Position woman supine with hips elevated. administer 100% o2 via NRB, tell woman to pant with each contraction to prevent bearing down, push presenting part(not cord) back into vagina until no longer pressing on cord, while maintaining pressure on the presenting part have partner cover the exposed portion of the cord with moist dressings, maintain that position while urgently transporting.
Uterine inversion
placentia fails to detach from uterine wall when it is expelled, uterus turns inside out. Keep patient recumbent, administer 100% o2 via nrb, start two IV lines, do not attempt to remove placentia from uterus, monitor vitals, treat for shock, consider oxytocin, 10 units IM, make one attempt to replace the uterus. If attempt fails, cover exposed parts in moist dressing and rapid transport.
Postpartum Hemorrhage
average blood lose during third stage is 0.3 pints(150mL) when blood loss exceeds 500 mL during the first 24 hours after birth it is considered post partum hemorrhage. Treatment: continue uterine massage, encourage breastfeeding, 10 units of oxytocin to IV bag(1000mL) infused at 20 to 30mL/min, notify hospital, transport without delay, start another large bore iv, externally manage hemorrhage.
Pulmonary embolism
one of the most common causes of maternal death during childbirth. same as normal PE
Postpartum depression.
Most common in financial or other life hardships during or before pregnancy. can result in thoughts of harming self or fetus after birth or no interest in the fetus after birth.

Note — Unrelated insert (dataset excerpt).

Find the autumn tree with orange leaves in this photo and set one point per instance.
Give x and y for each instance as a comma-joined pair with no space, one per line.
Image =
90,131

Fluid resuscitation dosages for pediatrics and adults.
Neonates: 10mL/kg
Pediatrics: 20 mL/kg
Gynecological infections
PID
Pelvic inflammatory disease(PID): infection of a woman’s reproductive organs. Often caused by STD’s such as chlamydia or gonorrhea. organisms enter the vagina usually through sexual intercourse and migrate into the uterine cavity. purulent fluid drips out. May report pain that generally starts during or after normal menstruation. Usually diffuse pain in lower quadrants sometimes made worse by walking or sexual intercourse. Pain can move to the upper right quadrant later when the infection moves to the abdomen.
Gynecological infections Bartholin abscess
two mall ducts just inside the vagina lead to the bartholin glands. These secrete mucus that acts as lubricant. These can cor a cyst and become blocked and sweel bilaterally or unilaterally.